I'm 22, she's 19. My first love. We were together for 2 months, which is the longest relationship I've ever been in. All my life I've avoided relationships with girls because I never wanted to get hurt. I built walls around my heart so nobody could get in. This is a huge deal for me because this is the first time I've ever let anybody in, and the first time I've actually LOVED a girl, as well as felt loved.. so I'm having a pretty rough time.

Just a little background information on her, she's a very lonely and depressed person. I became the only person she could come to and trust to talk about things going on with her. I also work with her, and that's how we became friends.

We started dating almost 3 months ago. We were both happy as hell. Throughout the relationship, she always told me how happy and excited she was to be with me. But she also got sad as well. One night she got extremely depressed and cried at the thought that our relationship would either end with marriage, or a breakup.. and that she's afraid of that reality. I'm trying to make a long story short here, but she would always express how afraid she is of losing me, because she always thought she loved me so much more than I loved her.
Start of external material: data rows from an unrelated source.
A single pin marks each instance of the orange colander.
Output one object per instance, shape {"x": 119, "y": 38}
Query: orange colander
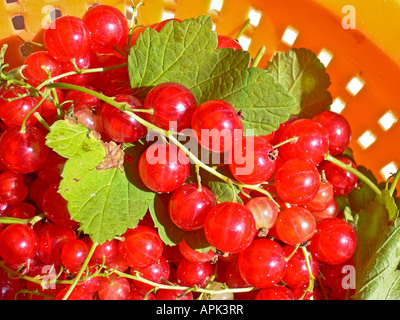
{"x": 357, "y": 42}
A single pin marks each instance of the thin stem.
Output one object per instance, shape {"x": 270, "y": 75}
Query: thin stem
{"x": 354, "y": 171}
{"x": 80, "y": 273}
{"x": 394, "y": 183}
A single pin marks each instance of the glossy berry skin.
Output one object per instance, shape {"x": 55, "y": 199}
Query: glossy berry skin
{"x": 295, "y": 225}
{"x": 173, "y": 106}
{"x": 297, "y": 181}
{"x": 55, "y": 207}
{"x": 23, "y": 152}
{"x": 330, "y": 212}
{"x": 228, "y": 42}
{"x": 166, "y": 294}
{"x": 34, "y": 65}
{"x": 338, "y": 128}
{"x": 296, "y": 274}
{"x": 73, "y": 254}
{"x": 108, "y": 28}
{"x": 51, "y": 239}
{"x": 275, "y": 293}
{"x": 18, "y": 243}
{"x": 230, "y": 227}
{"x": 217, "y": 126}
{"x": 312, "y": 142}
{"x": 156, "y": 272}
{"x": 343, "y": 181}
{"x": 114, "y": 288}
{"x": 252, "y": 161}
{"x": 195, "y": 256}
{"x": 188, "y": 206}
{"x": 262, "y": 264}
{"x": 190, "y": 273}
{"x": 67, "y": 38}
{"x": 264, "y": 211}
{"x": 13, "y": 189}
{"x": 323, "y": 198}
{"x": 334, "y": 242}
{"x": 15, "y": 111}
{"x": 164, "y": 168}
{"x": 141, "y": 247}
{"x": 119, "y": 126}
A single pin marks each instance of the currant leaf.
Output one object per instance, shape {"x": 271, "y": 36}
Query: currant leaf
{"x": 102, "y": 196}
{"x": 303, "y": 74}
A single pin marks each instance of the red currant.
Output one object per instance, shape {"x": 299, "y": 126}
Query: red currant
{"x": 189, "y": 206}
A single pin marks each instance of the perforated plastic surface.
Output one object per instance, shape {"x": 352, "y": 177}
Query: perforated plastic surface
{"x": 357, "y": 42}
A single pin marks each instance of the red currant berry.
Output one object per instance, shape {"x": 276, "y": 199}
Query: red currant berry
{"x": 164, "y": 168}
{"x": 252, "y": 161}
{"x": 275, "y": 293}
{"x": 108, "y": 27}
{"x": 297, "y": 181}
{"x": 67, "y": 38}
{"x": 189, "y": 206}
{"x": 334, "y": 242}
{"x": 18, "y": 243}
{"x": 230, "y": 227}
{"x": 141, "y": 247}
{"x": 295, "y": 225}
{"x": 13, "y": 188}
{"x": 173, "y": 106}
{"x": 217, "y": 126}
{"x": 262, "y": 264}
{"x": 338, "y": 128}
{"x": 38, "y": 66}
{"x": 23, "y": 152}
{"x": 51, "y": 239}
{"x": 264, "y": 211}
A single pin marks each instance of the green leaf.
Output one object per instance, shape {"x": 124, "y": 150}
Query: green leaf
{"x": 68, "y": 138}
{"x": 303, "y": 74}
{"x": 375, "y": 257}
{"x": 102, "y": 190}
{"x": 186, "y": 53}
{"x": 382, "y": 278}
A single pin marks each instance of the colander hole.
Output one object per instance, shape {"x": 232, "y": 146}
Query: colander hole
{"x": 290, "y": 35}
{"x": 338, "y": 105}
{"x": 18, "y": 22}
{"x": 387, "y": 120}
{"x": 389, "y": 170}
{"x": 366, "y": 139}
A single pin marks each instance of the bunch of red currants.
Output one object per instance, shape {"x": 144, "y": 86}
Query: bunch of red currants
{"x": 284, "y": 240}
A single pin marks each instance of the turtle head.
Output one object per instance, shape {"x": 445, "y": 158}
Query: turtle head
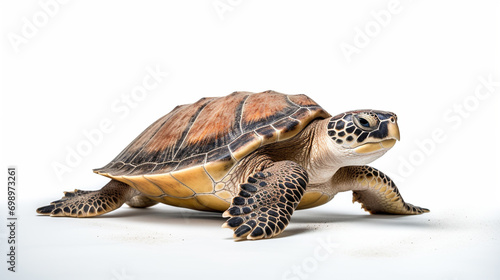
{"x": 363, "y": 135}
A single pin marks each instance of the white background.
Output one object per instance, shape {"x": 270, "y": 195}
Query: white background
{"x": 66, "y": 77}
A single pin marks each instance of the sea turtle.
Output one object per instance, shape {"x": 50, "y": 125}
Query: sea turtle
{"x": 254, "y": 156}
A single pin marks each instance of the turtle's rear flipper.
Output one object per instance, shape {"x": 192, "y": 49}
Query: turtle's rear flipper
{"x": 376, "y": 192}
{"x": 90, "y": 203}
{"x": 264, "y": 205}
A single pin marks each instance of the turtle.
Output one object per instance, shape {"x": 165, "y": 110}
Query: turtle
{"x": 255, "y": 157}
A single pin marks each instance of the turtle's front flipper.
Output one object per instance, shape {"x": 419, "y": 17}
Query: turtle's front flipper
{"x": 264, "y": 205}
{"x": 90, "y": 203}
{"x": 376, "y": 192}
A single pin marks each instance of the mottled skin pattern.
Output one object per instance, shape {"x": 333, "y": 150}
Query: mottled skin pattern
{"x": 255, "y": 157}
{"x": 265, "y": 203}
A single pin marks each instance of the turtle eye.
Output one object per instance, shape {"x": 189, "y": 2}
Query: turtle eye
{"x": 366, "y": 121}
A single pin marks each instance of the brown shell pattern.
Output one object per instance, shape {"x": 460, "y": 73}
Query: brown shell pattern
{"x": 196, "y": 145}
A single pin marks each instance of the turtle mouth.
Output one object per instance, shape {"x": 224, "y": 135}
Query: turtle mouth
{"x": 375, "y": 146}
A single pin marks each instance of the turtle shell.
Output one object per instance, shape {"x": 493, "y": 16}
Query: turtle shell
{"x": 184, "y": 158}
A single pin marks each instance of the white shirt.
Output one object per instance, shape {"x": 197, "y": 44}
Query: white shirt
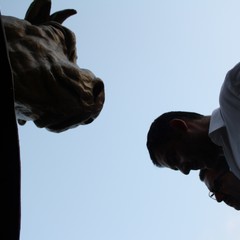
{"x": 224, "y": 127}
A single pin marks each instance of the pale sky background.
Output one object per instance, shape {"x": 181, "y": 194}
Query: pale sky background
{"x": 97, "y": 182}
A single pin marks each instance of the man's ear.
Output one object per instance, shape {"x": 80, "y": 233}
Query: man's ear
{"x": 179, "y": 124}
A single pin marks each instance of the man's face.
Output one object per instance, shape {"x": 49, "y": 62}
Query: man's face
{"x": 188, "y": 153}
{"x": 224, "y": 185}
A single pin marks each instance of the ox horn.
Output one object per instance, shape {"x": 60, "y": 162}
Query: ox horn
{"x": 61, "y": 16}
{"x": 39, "y": 12}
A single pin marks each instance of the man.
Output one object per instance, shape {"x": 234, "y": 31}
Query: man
{"x": 189, "y": 141}
{"x": 223, "y": 185}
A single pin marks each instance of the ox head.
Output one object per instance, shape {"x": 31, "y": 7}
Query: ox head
{"x": 50, "y": 89}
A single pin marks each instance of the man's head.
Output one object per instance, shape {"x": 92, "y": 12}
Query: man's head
{"x": 223, "y": 185}
{"x": 179, "y": 140}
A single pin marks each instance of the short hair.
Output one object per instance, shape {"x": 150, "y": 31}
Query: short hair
{"x": 160, "y": 131}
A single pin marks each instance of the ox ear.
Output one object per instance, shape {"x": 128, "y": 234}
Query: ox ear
{"x": 61, "y": 16}
{"x": 38, "y": 12}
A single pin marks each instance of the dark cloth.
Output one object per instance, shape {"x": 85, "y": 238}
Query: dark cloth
{"x": 10, "y": 212}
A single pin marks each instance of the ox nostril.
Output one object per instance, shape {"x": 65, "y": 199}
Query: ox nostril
{"x": 98, "y": 88}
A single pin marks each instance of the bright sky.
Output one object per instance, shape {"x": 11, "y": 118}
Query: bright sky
{"x": 97, "y": 181}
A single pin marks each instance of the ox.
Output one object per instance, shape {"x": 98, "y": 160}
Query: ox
{"x": 50, "y": 89}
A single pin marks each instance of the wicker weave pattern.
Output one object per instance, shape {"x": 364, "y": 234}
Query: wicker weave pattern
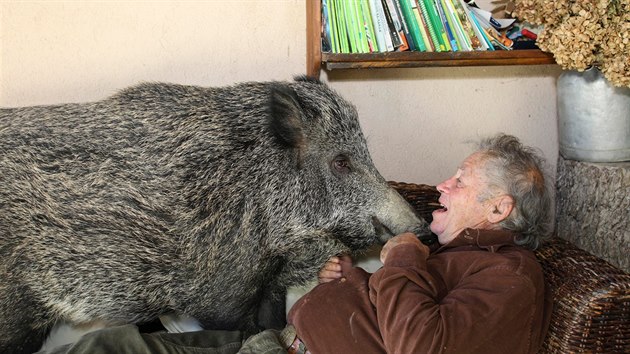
{"x": 591, "y": 297}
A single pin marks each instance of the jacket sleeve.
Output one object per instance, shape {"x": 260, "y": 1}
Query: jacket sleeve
{"x": 479, "y": 314}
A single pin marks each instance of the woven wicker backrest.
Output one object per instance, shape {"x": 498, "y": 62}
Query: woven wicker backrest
{"x": 591, "y": 297}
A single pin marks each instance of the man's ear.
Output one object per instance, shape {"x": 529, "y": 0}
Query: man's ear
{"x": 500, "y": 208}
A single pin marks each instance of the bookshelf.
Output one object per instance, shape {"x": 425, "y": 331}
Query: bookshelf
{"x": 316, "y": 60}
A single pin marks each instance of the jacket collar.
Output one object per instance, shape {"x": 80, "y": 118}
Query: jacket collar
{"x": 490, "y": 240}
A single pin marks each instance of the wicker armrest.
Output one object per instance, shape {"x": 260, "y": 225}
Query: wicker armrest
{"x": 591, "y": 297}
{"x": 591, "y": 301}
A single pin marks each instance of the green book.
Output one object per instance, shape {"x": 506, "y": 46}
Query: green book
{"x": 427, "y": 19}
{"x": 436, "y": 22}
{"x": 410, "y": 18}
{"x": 342, "y": 32}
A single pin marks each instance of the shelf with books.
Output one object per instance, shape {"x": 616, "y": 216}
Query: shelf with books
{"x": 318, "y": 60}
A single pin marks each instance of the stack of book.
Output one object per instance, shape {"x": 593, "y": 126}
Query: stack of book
{"x": 372, "y": 26}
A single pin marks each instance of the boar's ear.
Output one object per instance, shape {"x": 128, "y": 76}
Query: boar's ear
{"x": 286, "y": 117}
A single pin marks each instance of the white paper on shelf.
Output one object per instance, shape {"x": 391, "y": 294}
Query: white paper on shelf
{"x": 485, "y": 16}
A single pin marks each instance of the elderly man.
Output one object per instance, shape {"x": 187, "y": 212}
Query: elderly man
{"x": 481, "y": 291}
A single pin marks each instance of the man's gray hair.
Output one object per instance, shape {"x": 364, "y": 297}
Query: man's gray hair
{"x": 519, "y": 171}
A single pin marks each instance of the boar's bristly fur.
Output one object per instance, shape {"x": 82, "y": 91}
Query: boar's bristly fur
{"x": 164, "y": 197}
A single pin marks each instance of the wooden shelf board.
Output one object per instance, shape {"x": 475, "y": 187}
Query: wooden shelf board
{"x": 422, "y": 59}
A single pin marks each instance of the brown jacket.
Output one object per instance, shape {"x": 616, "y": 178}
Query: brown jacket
{"x": 480, "y": 293}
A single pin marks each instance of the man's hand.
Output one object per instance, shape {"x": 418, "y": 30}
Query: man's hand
{"x": 407, "y": 237}
{"x": 332, "y": 270}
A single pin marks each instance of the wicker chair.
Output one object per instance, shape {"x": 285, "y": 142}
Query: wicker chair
{"x": 591, "y": 297}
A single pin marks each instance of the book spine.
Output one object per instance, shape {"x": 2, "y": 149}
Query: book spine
{"x": 431, "y": 29}
{"x": 437, "y": 24}
{"x": 461, "y": 33}
{"x": 371, "y": 32}
{"x": 450, "y": 37}
{"x": 406, "y": 36}
{"x": 362, "y": 39}
{"x": 405, "y": 6}
{"x": 344, "y": 38}
{"x": 391, "y": 25}
{"x": 443, "y": 26}
{"x": 475, "y": 42}
{"x": 328, "y": 42}
{"x": 423, "y": 29}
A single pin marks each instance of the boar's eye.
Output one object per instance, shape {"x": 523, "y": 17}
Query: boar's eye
{"x": 341, "y": 164}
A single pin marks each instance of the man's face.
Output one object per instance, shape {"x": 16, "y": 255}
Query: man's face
{"x": 460, "y": 198}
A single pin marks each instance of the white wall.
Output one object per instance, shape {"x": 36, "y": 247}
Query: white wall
{"x": 415, "y": 119}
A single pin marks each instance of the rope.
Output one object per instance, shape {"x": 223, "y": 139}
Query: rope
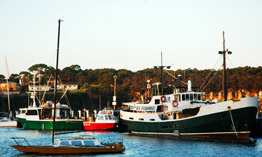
{"x": 174, "y": 76}
{"x": 209, "y": 81}
{"x": 232, "y": 121}
{"x": 210, "y": 73}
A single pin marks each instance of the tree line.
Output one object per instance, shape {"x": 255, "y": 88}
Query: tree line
{"x": 99, "y": 83}
{"x": 128, "y": 82}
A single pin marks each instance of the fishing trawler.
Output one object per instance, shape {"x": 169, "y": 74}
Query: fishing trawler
{"x": 104, "y": 120}
{"x": 40, "y": 118}
{"x": 188, "y": 115}
{"x": 81, "y": 145}
{"x": 50, "y": 114}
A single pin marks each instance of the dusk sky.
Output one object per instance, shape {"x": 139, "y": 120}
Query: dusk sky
{"x": 130, "y": 34}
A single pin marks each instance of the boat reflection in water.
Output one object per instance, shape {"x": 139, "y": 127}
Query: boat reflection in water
{"x": 85, "y": 145}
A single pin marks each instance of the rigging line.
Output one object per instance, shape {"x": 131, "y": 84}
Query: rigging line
{"x": 68, "y": 45}
{"x": 209, "y": 81}
{"x": 173, "y": 76}
{"x": 65, "y": 92}
{"x": 210, "y": 72}
{"x": 43, "y": 98}
{"x": 230, "y": 61}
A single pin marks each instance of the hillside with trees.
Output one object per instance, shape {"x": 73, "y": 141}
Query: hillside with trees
{"x": 99, "y": 82}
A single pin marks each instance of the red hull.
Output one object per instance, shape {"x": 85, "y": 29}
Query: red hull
{"x": 91, "y": 126}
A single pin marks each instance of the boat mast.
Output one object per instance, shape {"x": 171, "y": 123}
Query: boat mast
{"x": 161, "y": 76}
{"x": 8, "y": 92}
{"x": 224, "y": 68}
{"x": 59, "y": 21}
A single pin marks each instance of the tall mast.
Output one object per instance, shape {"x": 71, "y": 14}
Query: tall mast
{"x": 161, "y": 67}
{"x": 162, "y": 74}
{"x": 59, "y": 21}
{"x": 224, "y": 68}
{"x": 8, "y": 93}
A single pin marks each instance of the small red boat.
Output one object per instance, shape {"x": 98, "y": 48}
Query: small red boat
{"x": 105, "y": 120}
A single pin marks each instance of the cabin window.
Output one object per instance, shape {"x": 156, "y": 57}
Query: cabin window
{"x": 64, "y": 143}
{"x": 89, "y": 143}
{"x": 187, "y": 97}
{"x": 159, "y": 109}
{"x": 177, "y": 98}
{"x": 199, "y": 96}
{"x": 191, "y": 97}
{"x": 195, "y": 96}
{"x": 183, "y": 97}
{"x": 100, "y": 118}
{"x": 31, "y": 112}
{"x": 77, "y": 143}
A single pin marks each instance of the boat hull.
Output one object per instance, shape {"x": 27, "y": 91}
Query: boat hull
{"x": 93, "y": 126}
{"x": 67, "y": 124}
{"x": 8, "y": 124}
{"x": 230, "y": 124}
{"x": 66, "y": 150}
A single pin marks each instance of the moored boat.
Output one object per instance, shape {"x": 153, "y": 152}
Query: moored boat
{"x": 185, "y": 115}
{"x": 51, "y": 115}
{"x": 104, "y": 120}
{"x": 188, "y": 115}
{"x": 71, "y": 146}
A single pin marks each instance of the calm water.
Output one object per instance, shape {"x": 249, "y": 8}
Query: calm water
{"x": 136, "y": 145}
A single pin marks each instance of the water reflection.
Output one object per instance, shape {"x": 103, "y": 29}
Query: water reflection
{"x": 135, "y": 145}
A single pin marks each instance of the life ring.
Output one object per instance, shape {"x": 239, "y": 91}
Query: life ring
{"x": 175, "y": 104}
{"x": 163, "y": 98}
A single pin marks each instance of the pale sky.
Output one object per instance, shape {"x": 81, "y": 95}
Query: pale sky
{"x": 129, "y": 34}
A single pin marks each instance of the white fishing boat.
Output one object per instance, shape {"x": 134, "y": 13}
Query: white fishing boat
{"x": 188, "y": 115}
{"x": 104, "y": 120}
{"x": 7, "y": 119}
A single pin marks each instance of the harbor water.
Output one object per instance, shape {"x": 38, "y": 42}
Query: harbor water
{"x": 135, "y": 145}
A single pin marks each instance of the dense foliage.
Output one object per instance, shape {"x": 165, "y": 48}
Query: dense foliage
{"x": 100, "y": 83}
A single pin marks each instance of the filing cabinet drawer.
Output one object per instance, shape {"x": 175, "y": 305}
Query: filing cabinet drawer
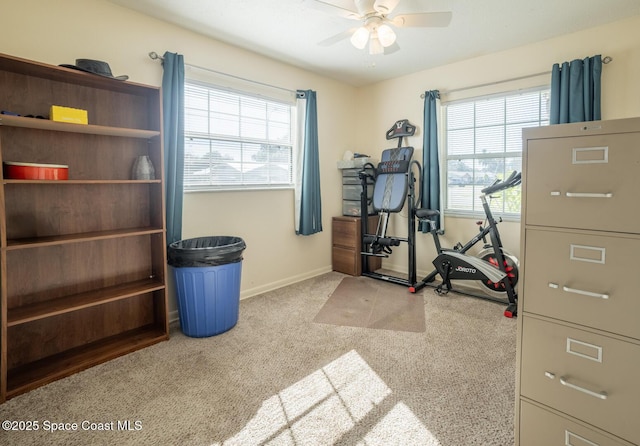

Things went downhill the night before Easter. After work that night, I was sick and wanted to go home and sleep and she wanted to go out. I trusted her, so I said go have fun. At a party she went to, she told me she ran into an ex that she broke up with 4 years ago. She was VERY sad the next day. Visibly upset. She told me she never really was able to get "closure" with him, and it just made her upset. She was crying all day.

From that point on, nothing was the same. I felt distant from her. She stopped saying "I love you" at night before going to sleep. Stopped doing cute stuff on Facebook and Instagram that she used to do. We just felt distant.. and while this was going on, I got sick with mono, so the fact that she thought she could catch it from me and didn't want to be around (which I don't understand at all) made things worse. Essentially turned into a texting relationship.

I was bed ridden for a while. Since Easter pretty much. Two weeks later, I took a blood test and was officially diagnosed with mono.. and that's when everything came crashing down. She told me she's been thinking recently, and not seeing me / not being able to see me is going to make it worse.

So she got upset, and officially dumped me. Words from her mouth, "I've been in a weird mood for weeks and you didn't even notice. Haven't you noticed I stopped saying I love you? Haven't you noticed I stopped doing cute stuff? All of that is for a reason." I told her I noticed all that stuff, but was admittedly afraid to ask. I was afraid to find out the truth that she was drifting away from me because I'm a coward.. but it was too late. She said she felt disconnected from me, which is not how she should feel after 2 months. Honestly, I accepted it and cried, and decided to remain friends with her in hopes of getting back together.

Big mistake. I bottled everything up and it began to destroy me slowly, but I never showed it to her. Told her I was upset, but never told her it was killing me inside.. but the worst part happened a few days ago (Thursday). She started talking to me about how hard it is for her, and asked me if I still have feelings. I said yes, I do. Then she sent me a picture of her holding the bunny I got her for Easter, and I was like wtf? Completely took that as a sign to move back in.

Even bigger mistake. Learned the hard way that girls are INSANE like that. She sent me a million signs hinting that she was still into me.. even admitted that her feelings didn't just drop.. and stupid me tried going after her again. We hung out Friday night and she was flirty as hell. Wanted to hang out alone, got very touchy like she used to, but sexually nothing happened. I took it as a sign that I could make a move to win her back.. but boy was I wrong.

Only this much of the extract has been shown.